Ferrer Gallery Friends
Taking New Directions
by Lee Edgren
Ferrer Gallery, for 16 years the welcoming and intriguing space at the top of the stairs in the old Village Green building at 61 West Main, will close its doors December 13, 2015.
On display through the gallery closing is their final group show, “New Directions,” which commemorates their connection with the gallery and their lengthy friendship with one another, while pointing at possibilities for the future.
It is a bittersweet event for the three artists—Dixie and Dick Ferrer and Barb Brooke Davis—who have made the gallery and working studios their creative home. While they have loved their interaction with customers, many who return year after year, the successful gallery has required a great deal of time and energy.
“It’s been a helluva ride,” Barb Brooke Davis exclaims, “and we are still friends.” All the same, all three are ready for the change. “We’re all ready to slow our pace down, and speed up our production,” Dixie notes.
Two years ago the Ferrers built a studio next to their house in the woods, described by Dixie as an “enchanted” place. Both have noticed the impact of its serenity and the uninterrupted hours on the quality of their work. They also want to spend more time with their family: six children, 13 grandchildren and five great-grandchildren. Barb will move her studio to her home, also relishing the prospect of uninterrupted time to concentrate on new projects as well as more family-focused time.
Barb, who had independent shops before joining forces with the Ferrers, celebrated her 35th Nashville October this year. All three have new or continuing Nashville gallery affiliations. Although they will be working at home, their work will still be available in other venues.
Dick’s paintings will be at The Brown County Art Gallery, Hoosier Salon Gallery in Indianapolis, and the Indiana Plein Air Painters Association (IPPA) paintouts around the state. Dixie’s work will be found at The Brown County Art Guild, New Leaf, and Sweetea’s Tea Shop, while Barb will be at the Brown County Craft Gallery and Primitives and Pinecones.
Before opening the gallery, Dixie had been in four different Village Green studios and Barb in three. At one time, all the space in the building had been devoted to artists’ studios. Dixie had a small gallery on the second floor and a teaching space on the third floor. The Ferrers expanded the gallery several years ago, as other second floor artists’ studios became available.
When they first opened the gallery and working studios, they thought they would never fill it. Smashing Designs with Susan Threehawks and Connie Simmonds were part of the original gallery and working studios group. Over the years they have had more than 120 different artists showing at the gallery. At their peak, they had 45 at one time. “The gallery has always been tightly juried. But there were a lot of people who came here who had never been anywhere before, but had quality work.”
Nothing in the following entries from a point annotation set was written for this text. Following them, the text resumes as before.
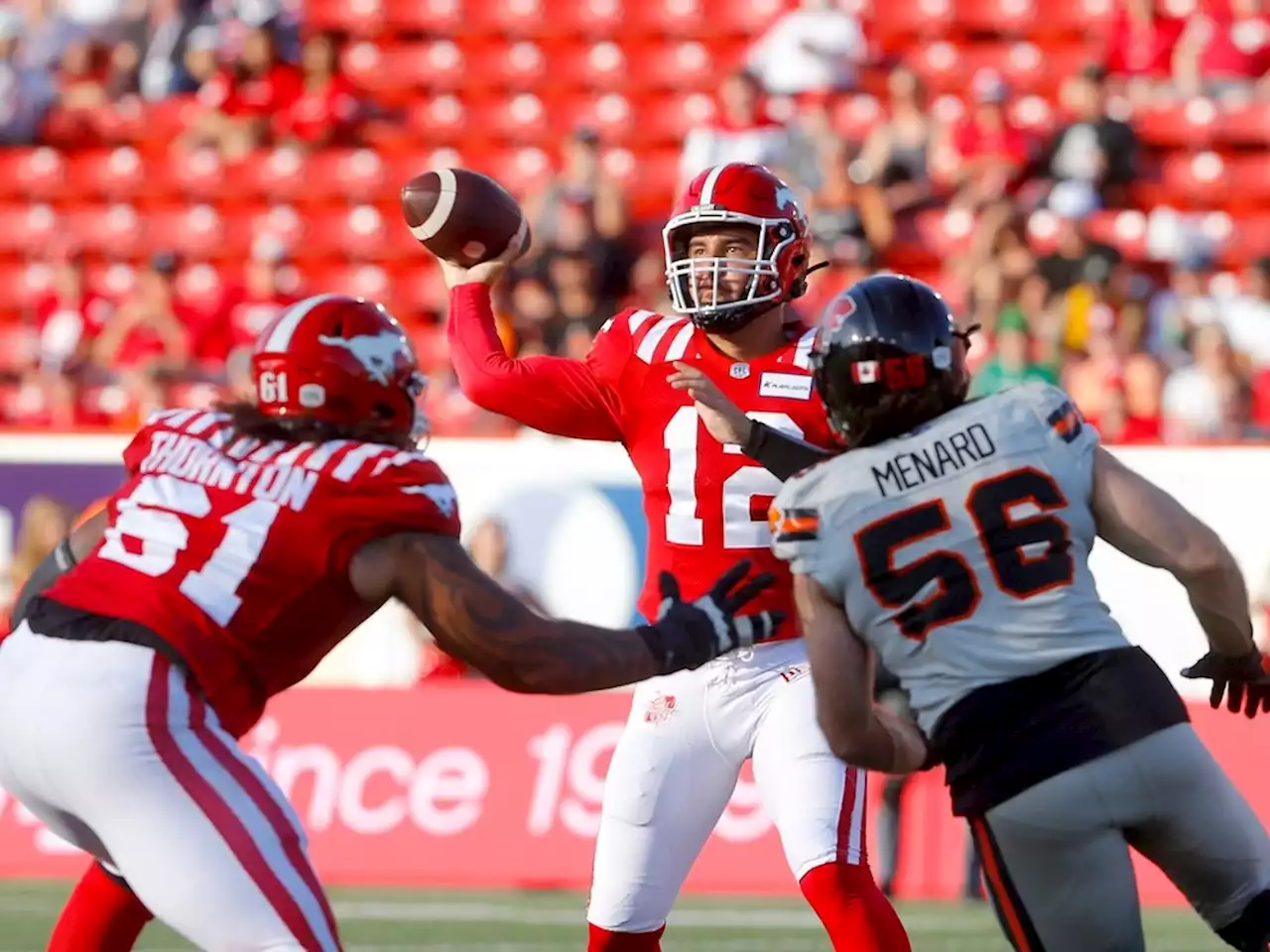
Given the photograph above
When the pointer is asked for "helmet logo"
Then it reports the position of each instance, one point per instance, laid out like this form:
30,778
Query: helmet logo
376,353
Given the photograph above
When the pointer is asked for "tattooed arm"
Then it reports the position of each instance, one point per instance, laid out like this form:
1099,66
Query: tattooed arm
475,620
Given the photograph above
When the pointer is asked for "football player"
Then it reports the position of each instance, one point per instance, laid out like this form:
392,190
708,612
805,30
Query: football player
243,546
952,539
737,254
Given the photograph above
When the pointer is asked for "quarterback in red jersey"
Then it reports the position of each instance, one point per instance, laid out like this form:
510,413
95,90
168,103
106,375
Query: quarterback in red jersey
243,546
737,250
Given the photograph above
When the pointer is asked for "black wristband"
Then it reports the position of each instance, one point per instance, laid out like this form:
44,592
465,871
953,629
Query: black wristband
656,643
781,454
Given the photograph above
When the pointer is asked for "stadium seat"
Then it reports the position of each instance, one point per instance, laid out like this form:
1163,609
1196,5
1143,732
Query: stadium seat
277,175
347,175
587,18
1007,17
440,18
1193,125
688,64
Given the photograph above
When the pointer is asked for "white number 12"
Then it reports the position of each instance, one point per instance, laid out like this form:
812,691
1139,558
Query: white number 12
684,526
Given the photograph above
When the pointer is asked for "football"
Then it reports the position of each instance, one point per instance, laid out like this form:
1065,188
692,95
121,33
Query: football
462,216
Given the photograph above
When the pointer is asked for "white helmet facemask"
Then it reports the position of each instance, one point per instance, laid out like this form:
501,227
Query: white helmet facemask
684,273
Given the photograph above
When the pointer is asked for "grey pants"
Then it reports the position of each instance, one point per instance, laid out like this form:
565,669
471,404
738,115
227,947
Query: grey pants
1057,856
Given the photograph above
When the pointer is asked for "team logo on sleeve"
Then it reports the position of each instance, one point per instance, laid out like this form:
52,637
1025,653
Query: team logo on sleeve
794,525
1067,421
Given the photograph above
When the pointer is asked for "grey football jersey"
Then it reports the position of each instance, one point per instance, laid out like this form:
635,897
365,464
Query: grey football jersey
960,551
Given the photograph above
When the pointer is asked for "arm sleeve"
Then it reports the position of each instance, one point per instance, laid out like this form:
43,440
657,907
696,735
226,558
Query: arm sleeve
780,453
550,394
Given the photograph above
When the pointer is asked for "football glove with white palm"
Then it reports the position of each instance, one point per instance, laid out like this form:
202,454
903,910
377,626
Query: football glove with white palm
689,634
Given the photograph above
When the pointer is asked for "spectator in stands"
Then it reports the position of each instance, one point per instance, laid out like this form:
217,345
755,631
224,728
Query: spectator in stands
1205,400
263,293
44,524
1139,51
1224,51
26,93
327,108
897,150
580,182
150,338
1115,424
150,59
1247,316
240,102
1011,362
984,153
1093,149
1070,262
813,49
68,320
1175,311
742,132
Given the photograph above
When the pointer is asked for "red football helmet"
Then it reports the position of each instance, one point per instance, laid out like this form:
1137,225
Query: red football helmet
737,194
343,361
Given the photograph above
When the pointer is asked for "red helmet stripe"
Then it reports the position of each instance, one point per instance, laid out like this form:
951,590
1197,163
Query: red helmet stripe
280,338
707,186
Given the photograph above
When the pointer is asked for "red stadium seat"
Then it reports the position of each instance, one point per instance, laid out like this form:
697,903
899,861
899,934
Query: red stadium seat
356,175
597,66
521,119
587,18
520,171
109,230
441,18
517,66
277,176
503,18
28,229
1008,17
195,232
1192,125
358,18
108,173
611,116
22,285
855,117
686,64
668,18
440,119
Barb and Dixie have been friends for almost 40 years. Their kids went to the same pre-school in Indianapolis. “Barb taught me about running the business. I was a “loose” runner and Barb helped me to become better at business.”
Until four years ago Dick worked full time in Indianapolis and was in the gallery only on weekends. Dixie notes that, “When he retired and came in, it was a democracy, but women ruled. We worked really hard to make sure everyone was happy. It took about a year. “And,” Barb quips, “when Dixie’s not here, Dick and I play really cool music.”
“What fun we’ve had!” Dixie notes. “People still talk about “The Ugly Bug Ball” and the PJ party we had.” And they have always had a memorable Halloween party. “We were always trying to come from a different slant and we were always trying to stir up the art scene.”
All three want their customers and collectors to be assured that although the gallery is closing, they (and their work) will still be here in Nashville and available. All are willing to schedule appointments at their studios, and the Ferrers will continue to teach in various venues. “We’re not going anywhere,” Dick exclaims. “We live here.”